Prime Global Residential Markets' Rental Rates Uptick 4.3% in 3Q

Residential News » Europe Residential News Edition | By Michael Gerrity | December 20, 2011 11:27 AM ET

singapore-south-east-asia-wpcki.jpg According to London-based Knight Frank's Prime Global Rental Index, residential markets across the globe enjoyed an uptick in rental rates in the third quarter of 2011.

The increase of 4.3% represents the index's strongest annual performance since Q3 2008. The overall index is now 19% higher than its recessional low in Q1 2010, but still 18% lower than its pre-recessional peak in Q3 2008.

Rental Headlines for Q3 2011

  • Knight Frank Prime Global Rental Index rose by 4.3% in the 12 months to September.
  • During the third quarter of 2011, rents fell in only three of the cities monitored by the index and average rental growth was 0.4%.
  • Geneva has been the strongest performer. Rents have risen by 18% in the past 12 months.
  • Rents in Cape Town have fallen the most by nearly 15% in the past 12 months.
  • Middle East is the weakest performing world region. Rents fell on average by 5.3% in the past 12 months.
In contrast to its robust annual growth, the index saw just 0.4% growth in the three months to September. This could suggest a new phase of weaker growth due in part to the worsening global economy. However, if we omit Cape Town from the index, quarterly growth was a respectable 1.6% indicating sovereign debt issues and the fragile state of the global economy have yet to weaken either tenant demand or investor sentiment.

In terms of rental performance there are some stark regional and city-based variations, a gap of 33 percentage points splits Geneva, the highest ranked city, and Cape Town the lowest. The top end of the South African rental market is largely corporate-driven and Cape Town has suffered from large cuts in relocation budgets. Unlike in previous quarters there is little homogeneity on a continent-by-continent basis.

African cities Nairobi and Cape Town, for example, are positioned at opposite ends of the rankings and so too are Geneva and Moscow in Europe.

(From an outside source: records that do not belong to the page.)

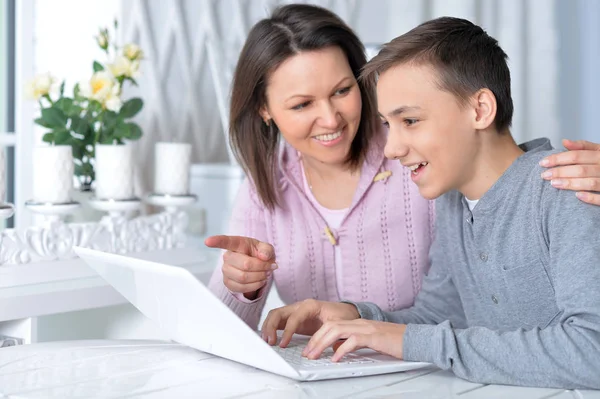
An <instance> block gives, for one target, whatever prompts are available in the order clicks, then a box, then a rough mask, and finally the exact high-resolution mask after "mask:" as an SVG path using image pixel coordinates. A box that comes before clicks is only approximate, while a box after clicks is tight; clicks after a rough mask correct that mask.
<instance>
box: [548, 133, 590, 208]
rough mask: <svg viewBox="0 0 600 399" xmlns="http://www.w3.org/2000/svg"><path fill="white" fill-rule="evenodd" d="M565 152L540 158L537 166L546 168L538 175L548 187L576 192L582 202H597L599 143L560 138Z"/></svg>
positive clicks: (587, 202) (553, 154) (582, 140)
mask: <svg viewBox="0 0 600 399" xmlns="http://www.w3.org/2000/svg"><path fill="white" fill-rule="evenodd" d="M563 145H564V146H565V148H566V149H567V150H568V151H565V152H561V153H558V154H552V155H550V156H548V157H546V158H544V159H543V160H542V161H541V162H540V165H542V166H544V167H546V168H549V169H548V170H546V171H545V172H544V173H542V178H544V179H546V180H550V182H551V184H552V186H554V187H556V188H560V189H565V190H572V191H577V197H578V198H579V199H580V200H582V201H583V202H587V203H589V204H594V205H600V144H596V143H591V142H589V141H584V140H579V141H571V140H563Z"/></svg>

Each city's performance is being driven by a unique set of variables, from local supply-and-demand dynamics to economic growth and, crucially for the prime rental market, employment conditions.

Geneva's strong performance can in part be attributed to the strength of the Swiss economy, which has ridden the economic storm better than most European countries. It remains untouched by the current debt crisis, which has helped boost its credentials as a safe-haven.

In London's case the prime rental market has benefited from the weak pound, which has attracted both overseas investors and foreign tenants in large numbers. In 2011, 59% of all properties let by Knight Frank in London were let to international tenants of over 61 nationalities.

Asia provides a mixed picture with Hong Kong and Singapore recording more muted growth. In the past 12 months, annual rental growth has shifted from 18.1% to 10.6% in Hong Kong and from 17% to 4.8% in Singapore. China's main cities of Beijing and Shanghai by comparison are seeing the rate of rental growth rise, although it remains to be seen whether the government-imposed regulatory measures that are having the desired effect of softening prices will filter through to rents.